Emily señalaba la redondez de la masa.

—Debe apoyar las palmas de las manos en la masa, no meter los dedos en ella, señor Cox —dijo Emily—. Así.

Kitty, cuyo corazón todavía parecía galopar dentro de su pecho, se limpió las manos con un trapo y murmuró:

—¿Pueden perdonarme?

La señora Milch se bastaría ella sola para hacer de carabina de Emily, una carabina, por cierto, que Kitty hubiera necesitado tener a su lado en el hueco de la escalera la noche anterior. Mientras Cox estudiaba los movimientos de Emily y la señora Milch se ocupaba de poner la brea al fuego, Kitty abandonó la estancia.

Tenía que escapar de la posada, aunque sólo fuera durante unos momentos. Necesitaba respirar aire fresco para aclararse las ideas. Era enormemente imprudente obsesionarse con el conde de Blackwood, con su bello porte, con sus caricias de experto.

Ned estaba en el salón, con uno de los perros. Levantó la cabeza y algo dorado brilló en su mano. Sonrió ampliamente.

—El cielo está muy claro hoy, milady.

Ella se sentía demasiado confusa para articular una frase coherente.

—Eso parece —consiguió decir por fin, acercándose al muchacho. Distracciones de ese tipo eran exactamente lo que ella necesitaba, decidió.
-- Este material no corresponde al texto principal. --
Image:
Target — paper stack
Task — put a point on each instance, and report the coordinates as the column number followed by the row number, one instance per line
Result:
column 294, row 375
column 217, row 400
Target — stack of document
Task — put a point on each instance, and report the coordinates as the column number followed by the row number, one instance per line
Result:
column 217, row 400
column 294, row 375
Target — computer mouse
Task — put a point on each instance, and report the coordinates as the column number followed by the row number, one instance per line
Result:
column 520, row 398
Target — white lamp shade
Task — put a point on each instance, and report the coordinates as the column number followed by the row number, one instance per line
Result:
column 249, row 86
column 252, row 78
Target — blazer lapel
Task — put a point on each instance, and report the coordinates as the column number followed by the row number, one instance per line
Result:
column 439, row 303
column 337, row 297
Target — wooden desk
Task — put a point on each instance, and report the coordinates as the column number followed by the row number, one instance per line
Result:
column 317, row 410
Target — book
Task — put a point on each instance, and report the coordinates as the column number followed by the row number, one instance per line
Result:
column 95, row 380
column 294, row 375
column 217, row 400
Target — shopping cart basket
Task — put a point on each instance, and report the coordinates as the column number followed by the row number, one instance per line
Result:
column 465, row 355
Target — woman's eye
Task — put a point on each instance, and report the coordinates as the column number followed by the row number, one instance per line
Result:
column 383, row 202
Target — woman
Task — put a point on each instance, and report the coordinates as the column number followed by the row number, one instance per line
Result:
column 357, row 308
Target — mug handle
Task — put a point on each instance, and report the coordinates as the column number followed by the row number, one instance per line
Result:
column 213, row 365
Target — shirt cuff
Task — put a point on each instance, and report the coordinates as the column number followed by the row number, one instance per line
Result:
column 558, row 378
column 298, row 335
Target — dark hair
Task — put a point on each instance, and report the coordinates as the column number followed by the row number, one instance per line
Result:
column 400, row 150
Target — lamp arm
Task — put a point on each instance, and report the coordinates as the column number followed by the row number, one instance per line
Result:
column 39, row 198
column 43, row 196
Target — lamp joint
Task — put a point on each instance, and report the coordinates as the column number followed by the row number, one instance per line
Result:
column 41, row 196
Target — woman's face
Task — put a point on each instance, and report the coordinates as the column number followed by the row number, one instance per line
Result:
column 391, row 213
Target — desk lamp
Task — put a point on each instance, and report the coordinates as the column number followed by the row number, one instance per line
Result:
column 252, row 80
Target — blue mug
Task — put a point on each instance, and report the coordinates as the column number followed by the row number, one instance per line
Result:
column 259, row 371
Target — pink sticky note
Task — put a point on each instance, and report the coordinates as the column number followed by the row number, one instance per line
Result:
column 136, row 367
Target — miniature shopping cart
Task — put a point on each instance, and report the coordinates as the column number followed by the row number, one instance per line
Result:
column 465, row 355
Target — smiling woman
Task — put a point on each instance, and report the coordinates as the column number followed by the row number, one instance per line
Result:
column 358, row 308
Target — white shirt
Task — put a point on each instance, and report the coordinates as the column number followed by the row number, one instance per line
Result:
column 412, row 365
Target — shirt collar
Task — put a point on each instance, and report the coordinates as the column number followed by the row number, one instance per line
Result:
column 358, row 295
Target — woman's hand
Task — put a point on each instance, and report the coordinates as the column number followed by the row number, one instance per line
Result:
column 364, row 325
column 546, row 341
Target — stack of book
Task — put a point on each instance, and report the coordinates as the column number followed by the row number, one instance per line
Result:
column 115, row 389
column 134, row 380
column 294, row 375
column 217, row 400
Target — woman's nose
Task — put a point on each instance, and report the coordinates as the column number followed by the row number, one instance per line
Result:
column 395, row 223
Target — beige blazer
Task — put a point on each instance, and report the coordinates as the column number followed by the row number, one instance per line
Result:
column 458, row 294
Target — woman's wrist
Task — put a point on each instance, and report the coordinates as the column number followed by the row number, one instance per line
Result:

El perro le olisqueaba la mano.

—Ned, ¿estás dándole de comer a los perros? —preguntó Kitty con una incierta sonrisa.

—No, señora, sólo es un objeto que encontré hace dos semanas en el camino a Shrewsbury —el chico enarcó las cejas y tendió la mano. En la palma de esta había un camafeo que contenía el retrato de una mujer joven con rizos dorados y unas mejillas deliciosas con hoyuelos.

—Qué bonita es y qué triste debe de estar su enamorado por haberlo perdido —Kitty sonrió; apenas podía controlar los temblores que le producían los nervios. Al parecer el distraerse no ayudaba mucho.

—Ya lo creo que sí —Ned se guardó el camafeo en el bolsillo, abrió la puerta y salió con el perro al patio. Quizás el conde estuviera de regreso en el establo, pensó Kitty. Iría y lo comprobaría… Pero… No.

En aquel establo se encontraría con un hombre gélido al que tendría que ofrecer sus ardientes mejillas, en un trozo de hielo que haría arder aún más el fuego que la abrasaba por dentro. Rodeó la casa y allí lo vio.

Lord Blackwood estaba de pie en la esquina, apoyado contra la pared y tapándose el rostro con una mano. Dejó caer el brazo, topó con su mirada y soltó un profundo suspiro.

—Milord, ¿qué hace aquí? —preguntó ella, de forma a todas luces poco elegante. Ahora era su turno de perder cualquier rastro de decoro. Aunque se tratara de un desliz, resultaba inaceptable.

—Recuperar el aliento, creo.

Debido a la sombra que proyectaba la pared, ella no podía discernir su expresión. Pero podía sentirlo. Todo él respiraba aire libre, tierra salvaje, indómita y escarpada del norte, lo cual era profundamente ridículo, ya que su propiedad estaba muy cerca de Edimburgo y solía pasar largas temporadas en Londres.

Ella se acercó a él; de hecho, no podía evitar hacerlo. Él parecía aplastar sus hombros contra la pared.

—Debe de haber sido un trabajo terriblemente ingrato, con este frío —dijo Kitty, aunque no era eso lo que quería decirle—. ¿Se subió al tejado?